The first example we will use is the classic diamonds dataset packaged with ggplot as well as seaborn. This first example is great for getting introduced to the basic discrete and continuous summaries.

Recommended Explorations:
  - Try playing with number of bins on carat
  - Try removing outliers for the x, y, and z variables

In [3]:
data = sns.load_dataset("diamonds")
# Ordinal categorical variables need to be explicitly overwritten
data["cut"] = pd.Categorical(data["cut"], categories=["Fair", "Good", "Very Good", "Premium", "Ideal"], ordered=True)
data["color"] = pd.Categorical(data["color"], categories=["D", "E", "F", "G", "H", "I", "J"], ordered=True)
data["clarity"] = pd.Categorical(data["clarity"], categories=["I1", "SI1", "SI2", "VS2", "VS1", "VVS2", "VVS1", "IF"], ordered=True)

In [4]:
univariate_eda_interact(data, notes_file="diamonds.json", figure_dir=".")

interactive(children=(Dropdown(description='Column: Column to be plotted', options=('carat', 'cut', 'color', '…

# Example 2: Tidy Tuesday GDPR Violations

Recommended Explorations:
- Try using a log transform on the price column.
- Check out the date column for an example of a datetime summary. Try setting the lower quantile option to .06 so you can see the main time series.
- Check out the summary column for an example of a text summary. By default, doesn't compute top ngrams so you can check the 'Plot most common ngrams' option to plot the top unigrams-trigrams. Also, since text tokenizing can be time consuming, it turns auto updating off so you have to press the 'Run Interact' button to update the summary when control options are changed.
- Check out the article_violated column for an example of a collections summary
- Check out the source column for an example of a url summary

In [5]:
data = pd.read_csv("https://raw.githubusercontent.com/rfordatascience/tidytuesday/master/data/2020/2020-04-21/gdpr_violations.tsv", sep="\t")
data["date"] = pd.to_datetime(data["date"])
# Collection columns must be encoded as a Python iterable
data["article_violated"] = data["article_violated"].apply(lambda x: x.split("|"))

In [6]:
univariate_eda_interact(data, notes_file="gdpr_violations.json", figure_dir=".")

interactive(children=(Dropdown(description='Column: Column to be plotted', options=('id', 'picture', 'name', '…

# Example 3 - Tidy Tuesday Tweets

Here's a large social media dataset with many columns.
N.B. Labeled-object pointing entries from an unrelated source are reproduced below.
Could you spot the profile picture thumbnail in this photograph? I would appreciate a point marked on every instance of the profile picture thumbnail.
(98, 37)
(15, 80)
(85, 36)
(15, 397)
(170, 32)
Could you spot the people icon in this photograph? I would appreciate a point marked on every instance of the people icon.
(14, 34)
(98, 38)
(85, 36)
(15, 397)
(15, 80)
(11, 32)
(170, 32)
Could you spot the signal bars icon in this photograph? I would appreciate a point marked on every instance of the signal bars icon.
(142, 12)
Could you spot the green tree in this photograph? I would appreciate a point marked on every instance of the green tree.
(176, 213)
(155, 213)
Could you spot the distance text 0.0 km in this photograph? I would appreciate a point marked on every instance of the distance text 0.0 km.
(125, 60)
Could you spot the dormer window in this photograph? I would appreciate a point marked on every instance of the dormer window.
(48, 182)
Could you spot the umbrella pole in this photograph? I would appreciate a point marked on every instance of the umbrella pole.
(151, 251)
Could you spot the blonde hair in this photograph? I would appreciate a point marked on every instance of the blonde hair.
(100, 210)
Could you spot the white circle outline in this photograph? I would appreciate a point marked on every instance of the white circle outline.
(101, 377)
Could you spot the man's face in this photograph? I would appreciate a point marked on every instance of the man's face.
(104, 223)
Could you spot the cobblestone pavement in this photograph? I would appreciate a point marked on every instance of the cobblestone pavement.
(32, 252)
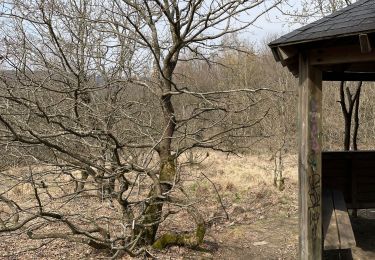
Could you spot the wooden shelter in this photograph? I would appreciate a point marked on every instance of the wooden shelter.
(335, 48)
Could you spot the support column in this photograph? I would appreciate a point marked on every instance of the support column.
(309, 161)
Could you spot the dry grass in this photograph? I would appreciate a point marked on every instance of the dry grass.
(262, 220)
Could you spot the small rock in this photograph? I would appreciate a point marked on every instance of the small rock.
(261, 243)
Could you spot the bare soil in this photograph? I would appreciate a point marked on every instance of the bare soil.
(262, 224)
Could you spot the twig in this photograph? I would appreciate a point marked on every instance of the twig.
(218, 195)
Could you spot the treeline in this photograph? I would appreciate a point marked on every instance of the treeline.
(244, 68)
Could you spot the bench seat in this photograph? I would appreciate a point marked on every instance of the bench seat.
(337, 229)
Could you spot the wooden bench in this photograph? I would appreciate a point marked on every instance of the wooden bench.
(352, 173)
(337, 229)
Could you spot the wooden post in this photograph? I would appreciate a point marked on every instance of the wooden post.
(309, 161)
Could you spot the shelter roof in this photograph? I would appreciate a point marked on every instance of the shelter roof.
(358, 17)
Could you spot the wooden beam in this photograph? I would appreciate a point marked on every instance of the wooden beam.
(365, 43)
(309, 160)
(348, 76)
(340, 54)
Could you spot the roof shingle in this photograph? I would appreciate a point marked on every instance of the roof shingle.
(356, 18)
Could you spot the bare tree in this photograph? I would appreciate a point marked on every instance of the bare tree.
(90, 95)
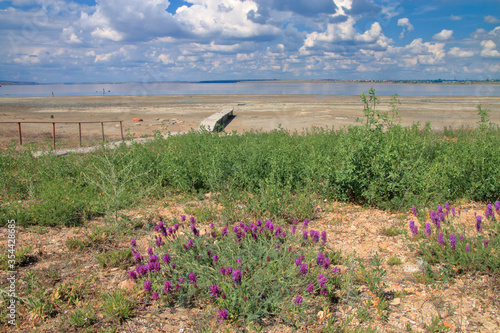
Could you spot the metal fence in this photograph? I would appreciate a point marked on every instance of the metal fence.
(19, 123)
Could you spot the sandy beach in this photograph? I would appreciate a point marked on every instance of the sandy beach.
(172, 113)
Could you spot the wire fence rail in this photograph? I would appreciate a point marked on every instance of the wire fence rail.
(19, 126)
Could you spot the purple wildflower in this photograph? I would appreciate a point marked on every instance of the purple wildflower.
(167, 287)
(154, 266)
(166, 258)
(488, 213)
(441, 238)
(428, 230)
(137, 257)
(237, 276)
(310, 288)
(303, 269)
(322, 281)
(453, 241)
(214, 290)
(298, 300)
(326, 263)
(321, 258)
(269, 225)
(323, 236)
(478, 223)
(314, 235)
(222, 315)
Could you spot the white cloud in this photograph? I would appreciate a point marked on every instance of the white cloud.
(489, 49)
(491, 19)
(443, 35)
(457, 52)
(407, 26)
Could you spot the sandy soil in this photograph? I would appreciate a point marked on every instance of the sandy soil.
(182, 113)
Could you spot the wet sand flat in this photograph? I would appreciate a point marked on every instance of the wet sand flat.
(180, 113)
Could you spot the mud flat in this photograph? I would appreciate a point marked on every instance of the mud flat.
(180, 113)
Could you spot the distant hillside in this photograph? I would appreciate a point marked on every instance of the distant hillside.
(12, 83)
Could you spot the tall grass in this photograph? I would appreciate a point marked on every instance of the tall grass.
(279, 174)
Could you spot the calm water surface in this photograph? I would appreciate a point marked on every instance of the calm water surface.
(246, 88)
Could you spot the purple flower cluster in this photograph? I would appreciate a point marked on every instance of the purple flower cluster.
(222, 315)
(413, 228)
(214, 290)
(237, 276)
(453, 241)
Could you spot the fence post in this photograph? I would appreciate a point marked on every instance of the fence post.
(20, 134)
(80, 133)
(54, 135)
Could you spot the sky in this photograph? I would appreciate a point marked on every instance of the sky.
(59, 41)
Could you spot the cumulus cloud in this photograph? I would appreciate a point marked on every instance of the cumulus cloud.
(443, 35)
(407, 26)
(489, 49)
(491, 19)
(458, 52)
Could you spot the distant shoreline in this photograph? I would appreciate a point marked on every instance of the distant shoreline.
(322, 81)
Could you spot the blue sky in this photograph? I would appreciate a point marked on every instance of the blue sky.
(50, 41)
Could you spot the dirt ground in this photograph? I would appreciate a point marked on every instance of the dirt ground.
(469, 304)
(181, 113)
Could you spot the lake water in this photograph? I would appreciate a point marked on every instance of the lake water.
(246, 88)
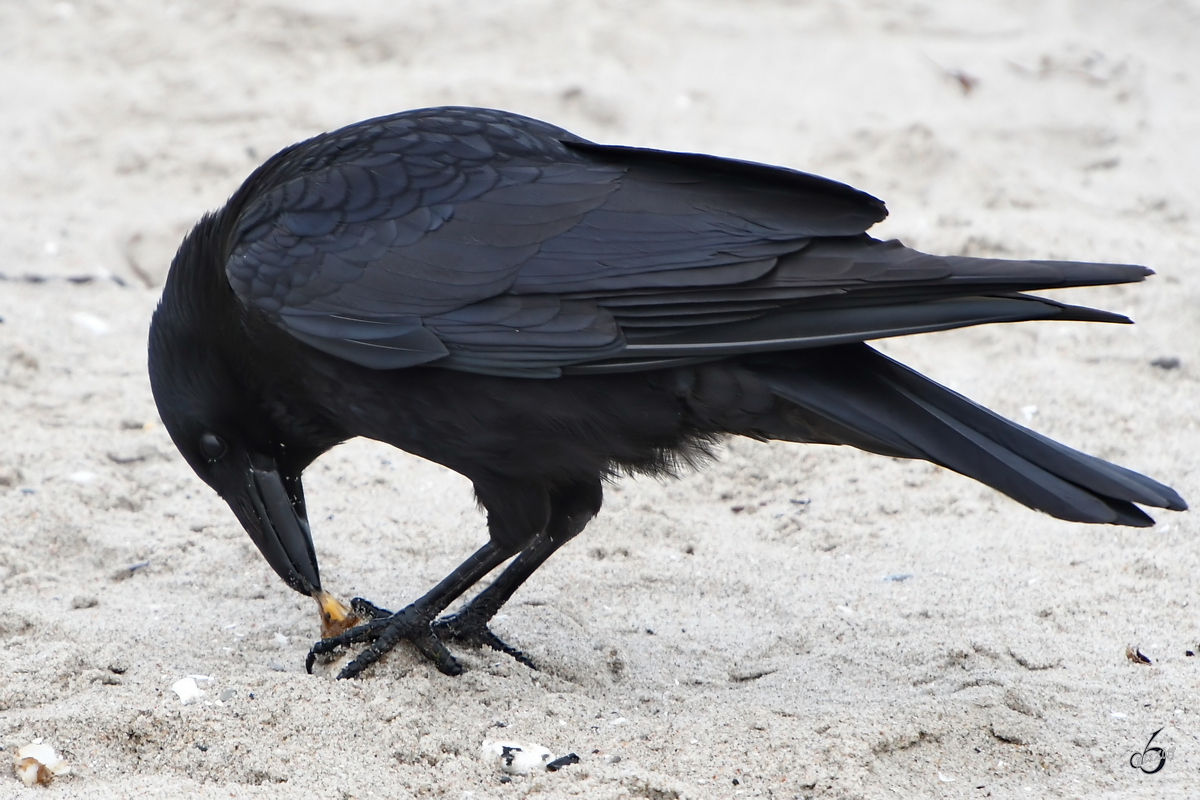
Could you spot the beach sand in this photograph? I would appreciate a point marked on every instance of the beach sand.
(792, 621)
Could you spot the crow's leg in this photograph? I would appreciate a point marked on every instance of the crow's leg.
(571, 509)
(384, 631)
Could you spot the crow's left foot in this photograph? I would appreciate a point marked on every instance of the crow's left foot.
(384, 631)
(471, 630)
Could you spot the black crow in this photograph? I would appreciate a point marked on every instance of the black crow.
(541, 313)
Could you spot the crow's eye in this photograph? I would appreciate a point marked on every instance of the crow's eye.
(213, 446)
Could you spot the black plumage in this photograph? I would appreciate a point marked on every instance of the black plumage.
(541, 313)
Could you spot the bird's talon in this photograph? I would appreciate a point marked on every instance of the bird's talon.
(365, 608)
(466, 630)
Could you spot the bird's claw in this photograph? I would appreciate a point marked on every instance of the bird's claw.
(384, 631)
(469, 630)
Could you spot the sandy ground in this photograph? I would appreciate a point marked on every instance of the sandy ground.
(741, 632)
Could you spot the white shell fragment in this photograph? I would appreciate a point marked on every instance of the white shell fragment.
(37, 763)
(517, 757)
(187, 690)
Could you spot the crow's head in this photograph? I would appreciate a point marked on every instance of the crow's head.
(215, 416)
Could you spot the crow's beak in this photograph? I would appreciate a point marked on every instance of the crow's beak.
(276, 523)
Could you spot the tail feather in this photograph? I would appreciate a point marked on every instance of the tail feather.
(857, 396)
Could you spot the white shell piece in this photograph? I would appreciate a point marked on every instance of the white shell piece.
(517, 757)
(187, 690)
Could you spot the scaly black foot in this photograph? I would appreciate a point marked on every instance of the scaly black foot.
(469, 629)
(384, 631)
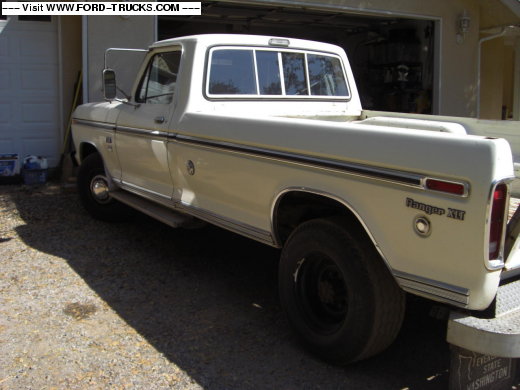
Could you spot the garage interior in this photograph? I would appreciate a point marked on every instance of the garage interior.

Try seeing how it is to explore a larger dataset with many columns.

In [10]:
data = pd.read_csv("https://raw.githubusercontent.com/rfordatascience/tidytuesday/master/tidytuesday_tweets/data.csv")
data["created_at"] = pd.to_datetime(data["created_at"])

In [11]:
univariate_eda_interact(data, notes_file="tidy_tuesday_tweets.json", figure_dir=".")

interactive(children=(Dropdown(description='Column: Column to be plotted', options=('week', 'user_id', 'status…